As Emilio Estevez tells us in his 2006 film Bobby, that particular substance was extinguished one fateful night in 1968 in the kitchen of the Ambassador Hotel. Across town in the former barrios of Chavez Ravine, now home to the Dodgers, Don Drysdale pitched his sixth straight shutout and was probably celebrating in the locker room when Bobby Kennedy took a few bullets in the kitchen of the Ambassador. Upon his death on July 3rd, 1993 in a hotel room in Montreal, there was found among Drysdale’s personal items a cassette tape of Kennedy’s victory speech that night where he announces his feat to a cheering crowd moments before that gruesome point in time. The contents of that tape will forever be that moment when the wind was completely sucked out of the sails.
After experiencing the loss of that sort of hope, it’s difficult to look at the current brand of HOPE and see any meat on its bones. When perusing the art of Moisés I feel a twinge of that old hope resurfacing. His art is specific, yet not exclusive, and it’s codifying the 21st century meaning of Chicanismo in its most accessible form.

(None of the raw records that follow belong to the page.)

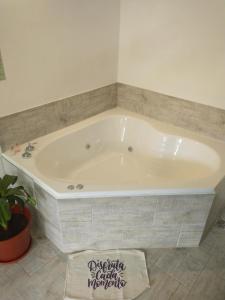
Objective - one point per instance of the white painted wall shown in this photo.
(53, 49)
(174, 47)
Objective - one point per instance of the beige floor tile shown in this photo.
(40, 254)
(208, 286)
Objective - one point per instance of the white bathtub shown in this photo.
(127, 156)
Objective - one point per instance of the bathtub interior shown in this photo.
(126, 151)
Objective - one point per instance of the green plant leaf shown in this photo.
(6, 181)
(31, 200)
(19, 191)
(5, 212)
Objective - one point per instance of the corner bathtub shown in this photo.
(121, 180)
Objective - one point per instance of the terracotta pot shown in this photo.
(17, 246)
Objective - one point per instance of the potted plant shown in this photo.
(15, 219)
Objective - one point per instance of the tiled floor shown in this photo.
(184, 274)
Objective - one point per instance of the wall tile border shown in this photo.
(32, 123)
(179, 112)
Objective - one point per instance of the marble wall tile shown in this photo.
(186, 114)
(30, 124)
(217, 207)
(189, 238)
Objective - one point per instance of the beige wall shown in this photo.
(174, 47)
(53, 49)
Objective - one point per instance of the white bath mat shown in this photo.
(106, 275)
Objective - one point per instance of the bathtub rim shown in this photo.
(108, 193)
(210, 189)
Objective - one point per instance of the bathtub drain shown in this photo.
(70, 187)
(79, 186)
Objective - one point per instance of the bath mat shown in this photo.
(106, 275)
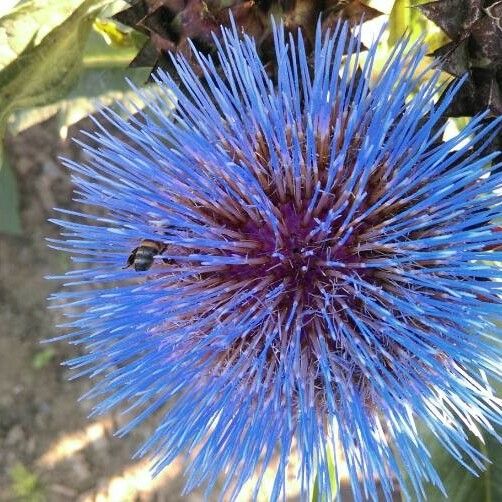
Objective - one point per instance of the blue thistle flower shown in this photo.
(306, 264)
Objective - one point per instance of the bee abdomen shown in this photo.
(143, 259)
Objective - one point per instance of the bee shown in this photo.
(141, 258)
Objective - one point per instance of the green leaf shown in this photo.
(398, 20)
(460, 484)
(10, 220)
(96, 87)
(44, 71)
(318, 497)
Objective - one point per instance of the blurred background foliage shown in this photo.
(67, 58)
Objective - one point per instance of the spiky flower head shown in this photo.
(320, 267)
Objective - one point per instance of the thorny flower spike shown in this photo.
(322, 268)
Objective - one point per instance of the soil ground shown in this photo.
(49, 450)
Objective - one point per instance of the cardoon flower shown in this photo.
(322, 267)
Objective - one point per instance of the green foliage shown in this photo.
(58, 58)
(405, 17)
(318, 497)
(10, 221)
(25, 485)
(460, 484)
(43, 72)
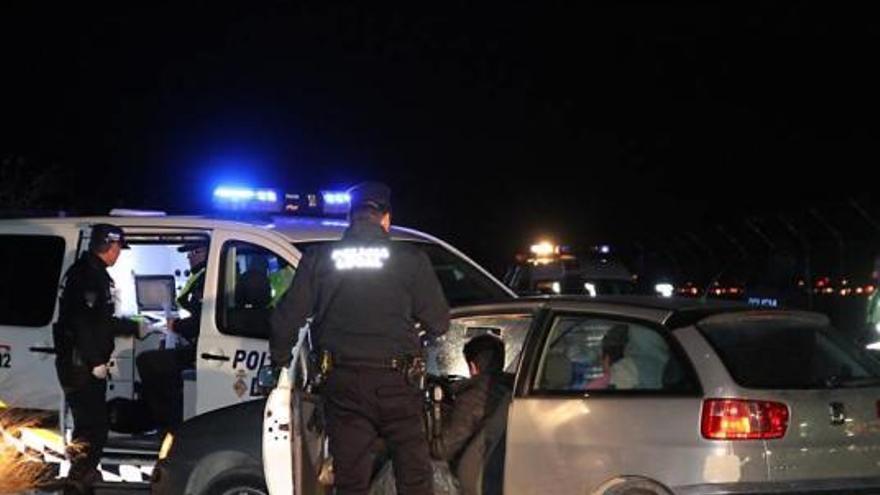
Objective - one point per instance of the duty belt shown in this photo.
(396, 364)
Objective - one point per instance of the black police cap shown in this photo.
(105, 233)
(374, 195)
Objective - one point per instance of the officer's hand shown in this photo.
(100, 372)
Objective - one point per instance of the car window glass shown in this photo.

Every age has its symbols, and, oftentimes, it’s the symbols that survive the civilization. By utilizing timeless themes specifically, Moisés has managed to capture the ethos of our time from his own particular lens. He’s also managed to elevate the meaning of the symbol to its former, loftier position, restoring it to what author Luis Leal describes in his 1989 essay In Search Of Aztlan as “The significance of the spiritual. The image that we see reveals to us or makes us aware of the existence of something beyond the material. In other words, the sensory image, or symbol, is associated with a concept or an emotion.”
Something tells me if future civilizations get the opportunity to discover our time and this place, among the tools they’ll use to glean significance will be the art of Moisés.